Kısırlık konusunda yaygın bir inanış, bu sorunun kadınlara özgü olduğu, erkek kısırlığı diye bir sorunun bulunmadığıdır. Elbette, bu yanlış bir inanıştır. Araştırmalar, kısırlığa kadınlar ve erkeklerde eşit oranda rastlandığını göstermektedir. Kadınlar ve erkekler için farklı kısırlık türleri olduğu gibi, bu sorunun tedavisinde de farklı yöntemler izlenmelidir. Bu nedenle çocuk sahibi olamayan çiftlerin beraberce doktora başvurması ve ikisinin de muayene olması gerekmektedir.

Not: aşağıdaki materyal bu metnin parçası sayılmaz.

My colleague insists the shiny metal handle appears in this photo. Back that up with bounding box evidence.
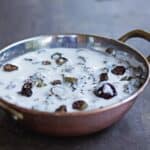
[118,29,150,63]
[0,100,23,120]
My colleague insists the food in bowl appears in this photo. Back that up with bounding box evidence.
[0,47,145,112]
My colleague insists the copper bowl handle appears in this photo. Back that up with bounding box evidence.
[118,29,150,63]
[0,100,23,120]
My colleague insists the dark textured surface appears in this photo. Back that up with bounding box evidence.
[0,0,149,149]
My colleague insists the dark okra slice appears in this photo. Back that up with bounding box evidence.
[94,83,117,99]
[3,64,18,72]
[72,100,88,110]
[51,80,62,85]
[56,57,68,65]
[100,73,108,81]
[105,48,113,54]
[111,66,126,75]
[19,82,33,97]
[55,105,67,112]
[63,76,78,84]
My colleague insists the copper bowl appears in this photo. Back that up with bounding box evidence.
[0,29,149,136]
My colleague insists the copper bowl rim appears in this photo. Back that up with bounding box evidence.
[0,33,149,117]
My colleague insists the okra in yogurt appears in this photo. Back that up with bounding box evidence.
[0,48,145,112]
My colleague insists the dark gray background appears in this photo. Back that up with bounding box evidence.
[0,0,149,149]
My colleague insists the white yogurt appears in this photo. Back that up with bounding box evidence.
[0,48,145,112]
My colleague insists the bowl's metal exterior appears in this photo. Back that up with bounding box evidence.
[5,98,136,136]
[0,32,149,136]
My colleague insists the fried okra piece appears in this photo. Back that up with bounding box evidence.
[63,76,78,84]
[19,82,33,97]
[111,66,126,75]
[94,83,117,99]
[55,105,67,112]
[56,57,68,65]
[3,64,18,72]
[51,80,62,85]
[99,73,108,81]
[72,100,88,110]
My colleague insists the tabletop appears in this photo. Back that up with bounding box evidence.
[0,0,149,149]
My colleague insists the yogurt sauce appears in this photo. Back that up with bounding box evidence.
[0,48,145,112]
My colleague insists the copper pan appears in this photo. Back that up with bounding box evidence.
[0,29,149,136]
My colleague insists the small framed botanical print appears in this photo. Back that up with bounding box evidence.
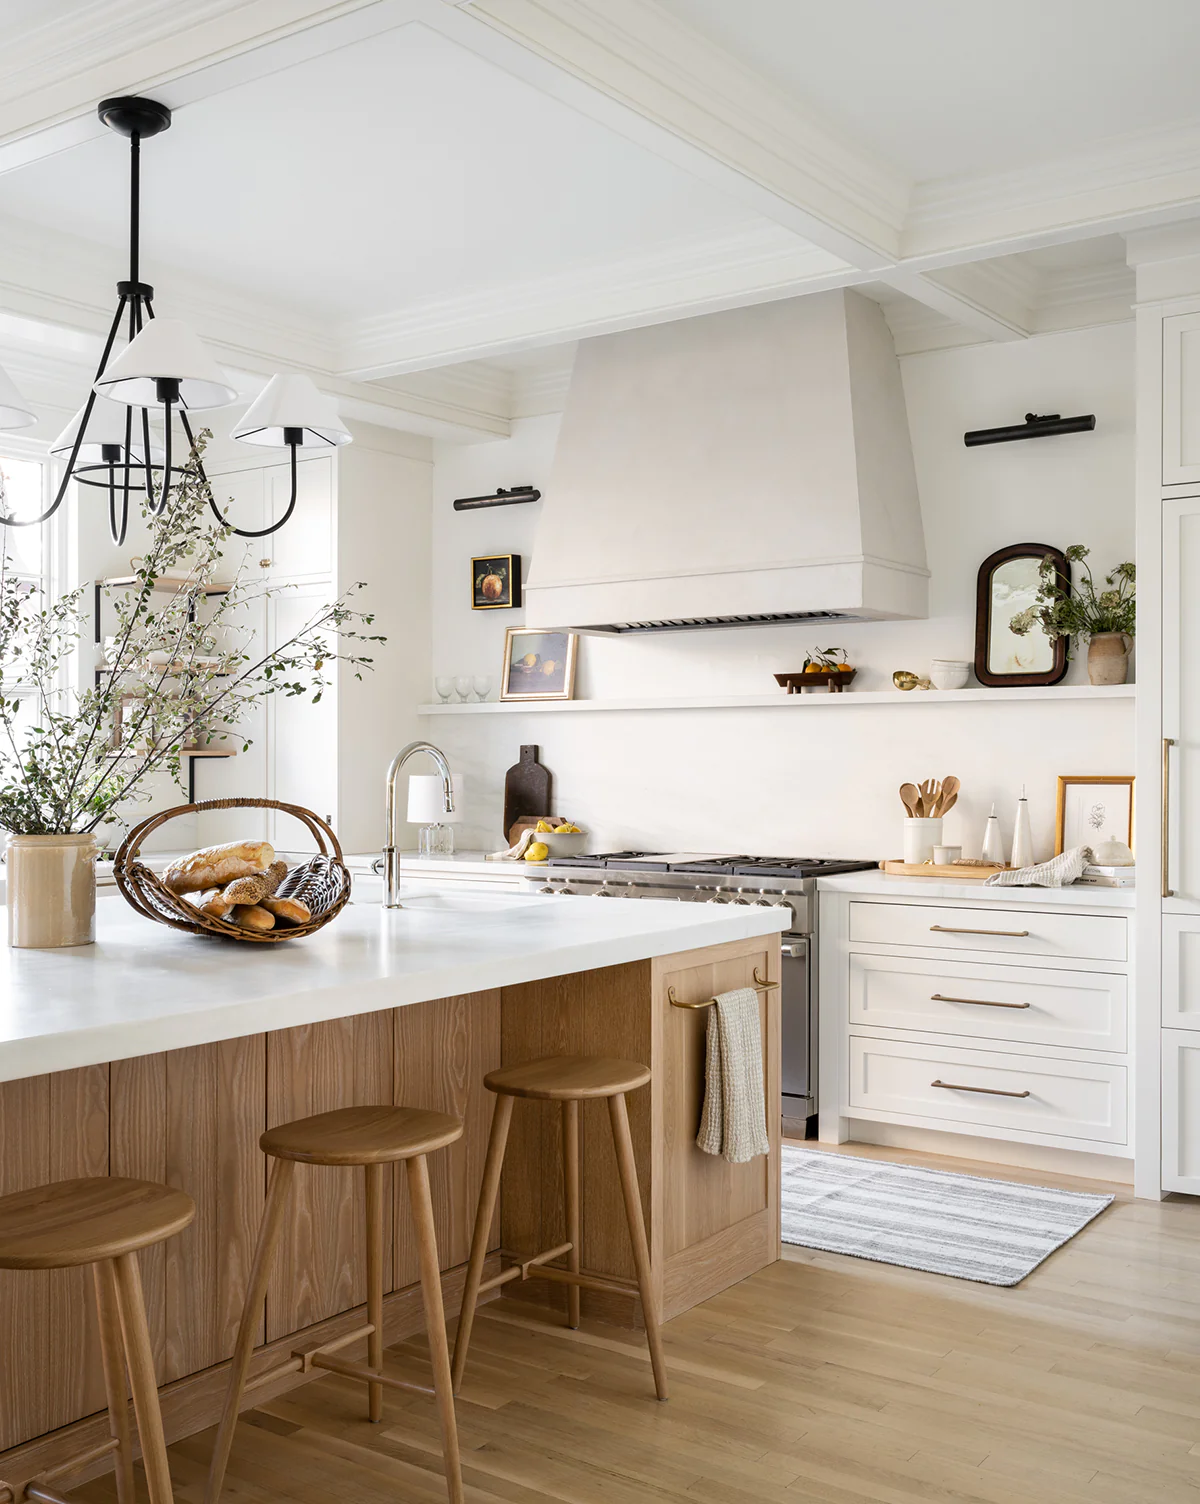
[1055,775,1134,855]
[471,554,522,610]
[501,628,578,701]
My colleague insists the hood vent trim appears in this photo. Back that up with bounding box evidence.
[577,609,864,635]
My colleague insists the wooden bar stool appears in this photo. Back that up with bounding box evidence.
[206,1105,465,1504]
[452,1055,667,1401]
[0,1176,195,1504]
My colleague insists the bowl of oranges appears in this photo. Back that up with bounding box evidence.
[524,820,587,861]
[775,647,856,694]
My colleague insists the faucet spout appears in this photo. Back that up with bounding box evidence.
[383,740,454,908]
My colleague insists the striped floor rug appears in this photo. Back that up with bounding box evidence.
[781,1146,1113,1286]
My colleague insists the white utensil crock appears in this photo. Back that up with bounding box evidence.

Kadınlarda kısırlık, yumurtlama bozuklukları, tüplerin hasarlı veya tıkalı olması, rahim içini döşeyen dokunun (endometrium) rahim dışında gelişmesi, rahim ağzı problemleri ve alerjik nedenlere bağlı olarak görülmektedir. Erkeklerde kısırlık ise sperm sayısı ve kalitesini etkileyen üretim bozuklukları ve spermi dışarıya taşıyan kanallardaki tıkanıklıklardan kaynaklanmaktadır. Kısırlık nedeninin tam olarak tespit edilebilmesi için tedavi için başvuran çiftlerde erkekte sperm analizi ve kadınlarda rahim filmi (histeroskopi) çekilmesi gerekmektedir. Ayrıca çeşitli hormon testleri uygulanmaktadır. Sorunun kaynağının bulunmasının ardından uygun tedavi yöntemiyle kısırlık aşılabilir ve çiftler hayalini kurdukları çocuklarına kavuşabilirler.